The Journal of bone and joint surgery. American volumeRandomized Controlled Trial
18 Dec 2024
Myocardial injury after a hip fracture is common and has a poor prognosis. Patients with a hip fracture and myocardial injury may benefit from accelerated surgery to remove the physiological stress associated with the hip fracture. This study aimed to determine if accelerated surgery is superior to standard care in terms of the 90-day risk of death in patients with a hip fracture who presented with an elevated cardiac biomarker/enzyme measurement at hospital arrival.

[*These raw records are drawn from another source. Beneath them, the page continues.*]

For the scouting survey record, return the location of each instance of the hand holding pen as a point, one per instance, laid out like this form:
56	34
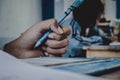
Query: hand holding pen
55	44
75	4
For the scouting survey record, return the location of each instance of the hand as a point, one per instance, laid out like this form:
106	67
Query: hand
23	47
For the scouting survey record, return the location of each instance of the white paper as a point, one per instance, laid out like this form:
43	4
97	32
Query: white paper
14	69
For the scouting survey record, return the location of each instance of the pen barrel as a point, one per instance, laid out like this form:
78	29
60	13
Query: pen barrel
43	38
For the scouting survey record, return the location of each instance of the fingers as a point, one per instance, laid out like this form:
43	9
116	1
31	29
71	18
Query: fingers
57	44
55	47
55	36
54	51
50	24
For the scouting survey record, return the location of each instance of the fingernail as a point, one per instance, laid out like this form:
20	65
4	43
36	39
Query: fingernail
60	30
51	36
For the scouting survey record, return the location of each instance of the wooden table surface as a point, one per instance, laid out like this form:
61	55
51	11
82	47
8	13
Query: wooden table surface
105	68
102	51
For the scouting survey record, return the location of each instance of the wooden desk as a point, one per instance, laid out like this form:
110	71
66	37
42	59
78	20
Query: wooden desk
90	66
102	51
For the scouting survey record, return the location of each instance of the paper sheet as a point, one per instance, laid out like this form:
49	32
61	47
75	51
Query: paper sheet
14	69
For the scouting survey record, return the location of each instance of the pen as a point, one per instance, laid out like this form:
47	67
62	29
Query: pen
75	4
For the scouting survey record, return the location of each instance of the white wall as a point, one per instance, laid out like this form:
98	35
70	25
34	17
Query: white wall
17	15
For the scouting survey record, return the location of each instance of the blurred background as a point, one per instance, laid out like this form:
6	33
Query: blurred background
18	15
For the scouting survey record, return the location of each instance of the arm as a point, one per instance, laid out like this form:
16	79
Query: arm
23	47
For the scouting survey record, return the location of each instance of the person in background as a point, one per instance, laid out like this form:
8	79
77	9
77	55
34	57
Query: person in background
23	47
82	23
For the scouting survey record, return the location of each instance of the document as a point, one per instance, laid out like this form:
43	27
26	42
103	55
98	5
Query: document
12	68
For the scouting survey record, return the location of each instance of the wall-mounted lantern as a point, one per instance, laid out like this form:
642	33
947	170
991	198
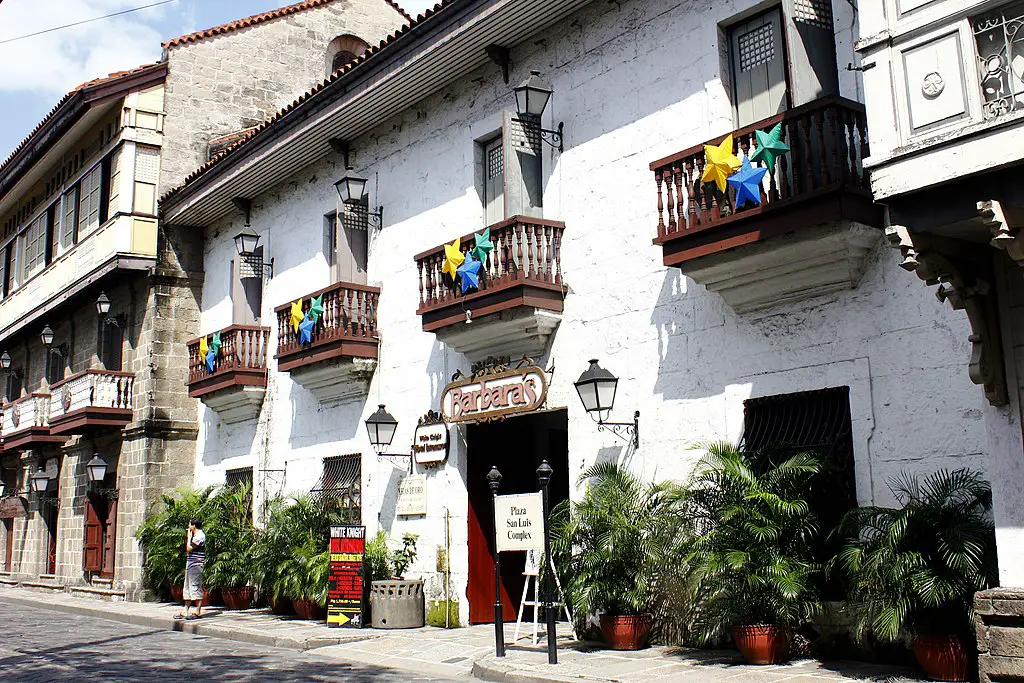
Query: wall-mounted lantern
351	188
597	391
530	99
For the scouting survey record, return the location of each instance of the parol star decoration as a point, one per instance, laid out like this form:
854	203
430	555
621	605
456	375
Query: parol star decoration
297	314
748	182
482	245
721	163
770	146
306	330
469	272
453	258
316	307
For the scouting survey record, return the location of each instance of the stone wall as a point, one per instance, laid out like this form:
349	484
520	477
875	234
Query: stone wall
236	80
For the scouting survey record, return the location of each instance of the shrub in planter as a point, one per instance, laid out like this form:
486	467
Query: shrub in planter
915	568
612	546
751	555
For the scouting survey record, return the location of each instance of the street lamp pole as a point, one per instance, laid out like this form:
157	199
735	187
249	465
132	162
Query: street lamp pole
495	480
544	473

The HIP fracture Accelerated surgical TreaTment And Care tracK (HIP ATTACK) trial was a randomized controlled trial designed to determine whether accelerated surgery for hip fracture was superior to standard care in reducing death or major complications. This substudy is a post-hoc analysis of 1392 patients (from the original study of 2970 patients) who had a cardiac biomarker/enzyme measurement (>99.9% had a troponin measurement and thus "troponin" is the term used throughout the paper) at hospital arrival. The primary outcome was all-cause mortality. The secondary composite outcome included all-cause mortality and non-fatal myocardial infarction, stroke, and congestive heart failure 90 days after randomization.

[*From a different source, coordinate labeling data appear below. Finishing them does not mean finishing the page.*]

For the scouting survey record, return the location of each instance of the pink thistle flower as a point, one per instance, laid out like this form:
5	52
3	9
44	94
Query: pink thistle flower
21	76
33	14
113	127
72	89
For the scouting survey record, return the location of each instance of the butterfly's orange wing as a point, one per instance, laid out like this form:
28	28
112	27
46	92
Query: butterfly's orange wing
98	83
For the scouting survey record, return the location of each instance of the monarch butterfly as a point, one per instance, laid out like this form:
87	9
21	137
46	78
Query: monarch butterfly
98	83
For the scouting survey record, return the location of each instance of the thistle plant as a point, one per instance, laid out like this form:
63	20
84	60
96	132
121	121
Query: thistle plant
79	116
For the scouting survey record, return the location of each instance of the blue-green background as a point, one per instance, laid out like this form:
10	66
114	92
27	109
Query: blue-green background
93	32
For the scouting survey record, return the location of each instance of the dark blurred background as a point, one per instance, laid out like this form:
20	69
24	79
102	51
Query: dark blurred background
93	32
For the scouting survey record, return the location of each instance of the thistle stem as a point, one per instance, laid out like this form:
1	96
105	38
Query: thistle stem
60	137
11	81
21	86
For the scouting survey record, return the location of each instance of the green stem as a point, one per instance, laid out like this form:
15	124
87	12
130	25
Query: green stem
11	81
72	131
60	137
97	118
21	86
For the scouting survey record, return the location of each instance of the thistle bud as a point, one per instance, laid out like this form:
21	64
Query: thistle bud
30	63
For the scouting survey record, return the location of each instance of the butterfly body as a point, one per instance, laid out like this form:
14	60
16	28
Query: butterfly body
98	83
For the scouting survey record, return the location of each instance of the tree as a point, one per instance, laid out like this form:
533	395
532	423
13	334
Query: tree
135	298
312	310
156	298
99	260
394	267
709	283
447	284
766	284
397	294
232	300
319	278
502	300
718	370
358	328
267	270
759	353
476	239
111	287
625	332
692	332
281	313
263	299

Three hundred and twenty-two (23%) of the 1392 patients had troponin elevation at hospital arrival. Among the patients with troponin elevation, the median time from hip fracture diagnosis to surgery was 6 hours (interquartile range [IQR] = 5 to 13) in the accelerated surgery group and 29 hours (IQR = 19 to 52) in the standard care group. Patients with troponin elevation had a lower risk of mortality with accelerated surgery compared with standard care (17 [10%] of 163 versus 36 [23%] of 159; hazard ratio [HR] = 0.43 [95% confidence interval (CI) = 0.24 to 0.77]) and a lower risk of the secondary composite outcome (23 [14%] of 163 versus 47 [30%] of 159; HR = 0.43 [95% CI = 0.26 to 0.72]).
One in 5 patients with a hip fracture presented with myocardial injury. Accelerated surgery resulted in a lower mortality risk than standard care for these patients; however, these findings need to be confirmed.
Therapeutic Level I . See Instructions for Authors for a complete description of levels of evidence.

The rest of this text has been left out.